According to Dr. Ravel, it’s unclear if and how cranberry products prevent UTIs, but they also come with little risk: “If it works for you, keep on using it. If it doesn’t, then stop,” he says. Simple as that.
Can eating high-glycemic foods and excess added sugars cause yeast infections?
We’d never tell you to cut out cookies, but if you’re a serious sweet tooth who struggles with recurring BV or yeast infections, you may want to rein in the treats.
Consuming excessive amounts of added sugar can worsen blood glucose control and weaken the immune system over time. Compromised immune function increases your risk of all kinds of infections, including vaginal yeast infections. (Case in point: Research shows that women with diabetes are no strangers to recurring yeast infections.)
It’s entirely normal for Candida, a group of fungi that can cause yeast infections, to hang out in the body. But when there’s an overgrowth of Candida, you’re more likely to come down with a vaginal yeast infection or thrush in the mouth. FYI, this is super common: Three out of every four women will get at least one yeast infection in their life, according to 2017 research in Virulence.

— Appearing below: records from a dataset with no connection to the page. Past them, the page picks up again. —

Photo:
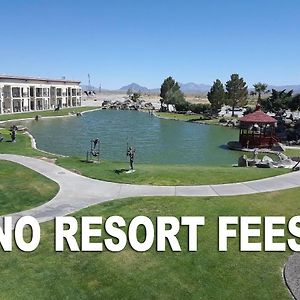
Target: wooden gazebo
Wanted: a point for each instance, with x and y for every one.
(257, 130)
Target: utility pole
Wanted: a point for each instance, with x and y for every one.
(89, 77)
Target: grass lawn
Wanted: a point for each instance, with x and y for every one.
(165, 174)
(22, 188)
(292, 152)
(205, 274)
(45, 113)
(146, 173)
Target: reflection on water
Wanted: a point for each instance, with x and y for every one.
(156, 140)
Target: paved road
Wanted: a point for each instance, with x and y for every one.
(77, 192)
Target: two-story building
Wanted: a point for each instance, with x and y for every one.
(20, 94)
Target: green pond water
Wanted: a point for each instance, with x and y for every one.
(156, 140)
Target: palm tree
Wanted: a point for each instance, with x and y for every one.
(260, 88)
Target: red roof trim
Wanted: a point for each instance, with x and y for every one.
(258, 117)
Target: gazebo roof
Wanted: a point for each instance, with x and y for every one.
(257, 117)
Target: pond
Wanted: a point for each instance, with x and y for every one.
(157, 141)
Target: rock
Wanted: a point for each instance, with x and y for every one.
(278, 147)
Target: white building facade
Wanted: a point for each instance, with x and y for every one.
(21, 94)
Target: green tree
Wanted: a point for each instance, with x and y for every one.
(260, 88)
(237, 92)
(216, 95)
(278, 101)
(294, 104)
(170, 92)
(135, 96)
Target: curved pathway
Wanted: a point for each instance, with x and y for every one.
(77, 192)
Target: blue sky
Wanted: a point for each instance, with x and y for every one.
(119, 42)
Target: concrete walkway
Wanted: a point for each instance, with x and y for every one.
(77, 192)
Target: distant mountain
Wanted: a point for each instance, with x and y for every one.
(189, 87)
(192, 87)
(134, 87)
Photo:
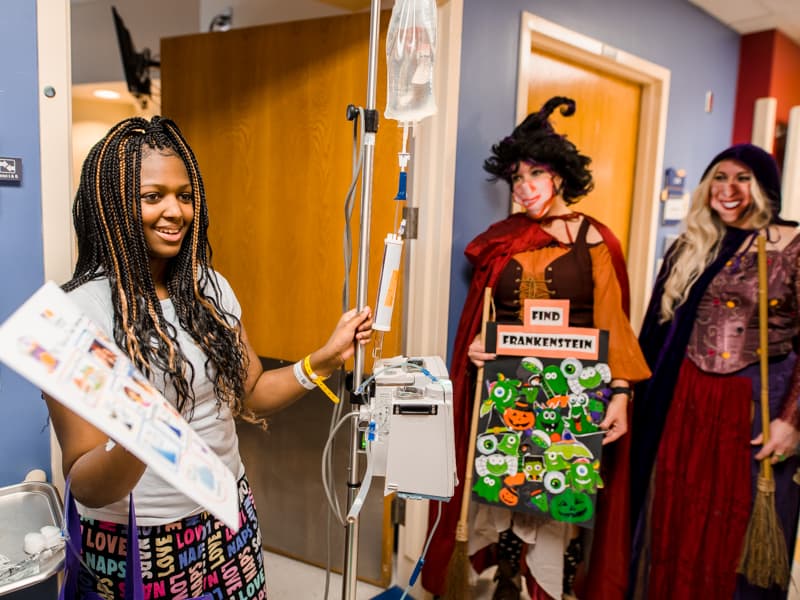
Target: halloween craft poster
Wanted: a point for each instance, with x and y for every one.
(538, 444)
(61, 351)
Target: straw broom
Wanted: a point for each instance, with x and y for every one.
(458, 586)
(764, 561)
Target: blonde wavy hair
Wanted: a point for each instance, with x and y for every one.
(699, 244)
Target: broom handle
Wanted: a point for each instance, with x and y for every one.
(462, 534)
(766, 465)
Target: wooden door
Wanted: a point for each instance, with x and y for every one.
(604, 127)
(264, 108)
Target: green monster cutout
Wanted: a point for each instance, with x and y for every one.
(539, 500)
(533, 468)
(533, 365)
(571, 368)
(572, 507)
(559, 456)
(488, 488)
(596, 410)
(593, 377)
(584, 478)
(509, 444)
(496, 465)
(553, 381)
(504, 393)
(486, 443)
(549, 420)
(579, 414)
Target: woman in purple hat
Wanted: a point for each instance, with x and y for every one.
(697, 428)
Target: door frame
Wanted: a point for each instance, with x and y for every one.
(654, 81)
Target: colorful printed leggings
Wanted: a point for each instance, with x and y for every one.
(195, 556)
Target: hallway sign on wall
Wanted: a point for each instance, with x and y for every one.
(61, 351)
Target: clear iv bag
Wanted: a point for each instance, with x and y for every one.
(410, 51)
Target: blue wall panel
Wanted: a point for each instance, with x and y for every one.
(24, 432)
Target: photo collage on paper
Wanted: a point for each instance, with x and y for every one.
(50, 343)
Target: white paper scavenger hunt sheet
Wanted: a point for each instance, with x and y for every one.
(58, 349)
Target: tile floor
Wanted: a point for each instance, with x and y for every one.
(289, 579)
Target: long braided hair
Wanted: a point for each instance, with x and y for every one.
(111, 244)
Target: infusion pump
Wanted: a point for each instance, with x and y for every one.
(411, 427)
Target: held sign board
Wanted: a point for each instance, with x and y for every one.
(538, 447)
(62, 352)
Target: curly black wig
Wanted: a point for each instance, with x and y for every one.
(535, 140)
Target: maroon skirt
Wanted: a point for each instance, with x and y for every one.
(704, 482)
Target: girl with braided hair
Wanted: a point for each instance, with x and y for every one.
(546, 251)
(144, 275)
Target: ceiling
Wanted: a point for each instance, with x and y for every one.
(749, 16)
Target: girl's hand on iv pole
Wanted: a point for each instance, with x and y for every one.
(353, 327)
(477, 352)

While you may have heard that carbs are a no-no if you’re prone to yeast infections, there’s not much data to support this. The main risk factors for yeast infections include a weakened immune system, antibiotic usage, and hormonal fluctuations.
As for the connection between carbohydrate intake and BV, one study did find that women who ate high-glycemic diets were more likely to get bacterial vaginosis.
The researchers posit that poor diet quality could contribute to vaginal dysbiosis, oxidative stress, and impaired immune function—all of which make folks with vaginas more prone to infections like BV.
Of course, observational studies cannot prove causation, so it’s impossible to draw conclusions about how food choices directly impact the vaginal microbiome.
Can probiotics benefit your vaginal microbiome?
Bacteria from oral probiotics aren’t able to colonize the vagina, but that doesn’t render them useless. Some people do benefit from taking oral probiotics for conditions like BV.
“These benefits may come from the effect of the oral formulation on the gut microbiome or barrier,” Dr. Ravel explains. “A tighter gut barrier means less leakage into the blood and less systemic inflammation, which may extend to the vagina.”
Probiotic suppositories that get inserted into the vagina may be even more helpful for people dealing with imbalances down below, but you should always chat with your doctor before sticking anything in your yoni.
The bottom line
There’s no question about it: “More work on this topic needs to be done,” Dr. Ravel says. “But a healthy diet should help rectify some of the underlying issues associated with [vaginal dysbiosis].”
To optimize the microbiome between your legs, eat a fiber-rich diet and consider incorporating vaginal probiotics if your doctor thinks you’re a good candidate for them.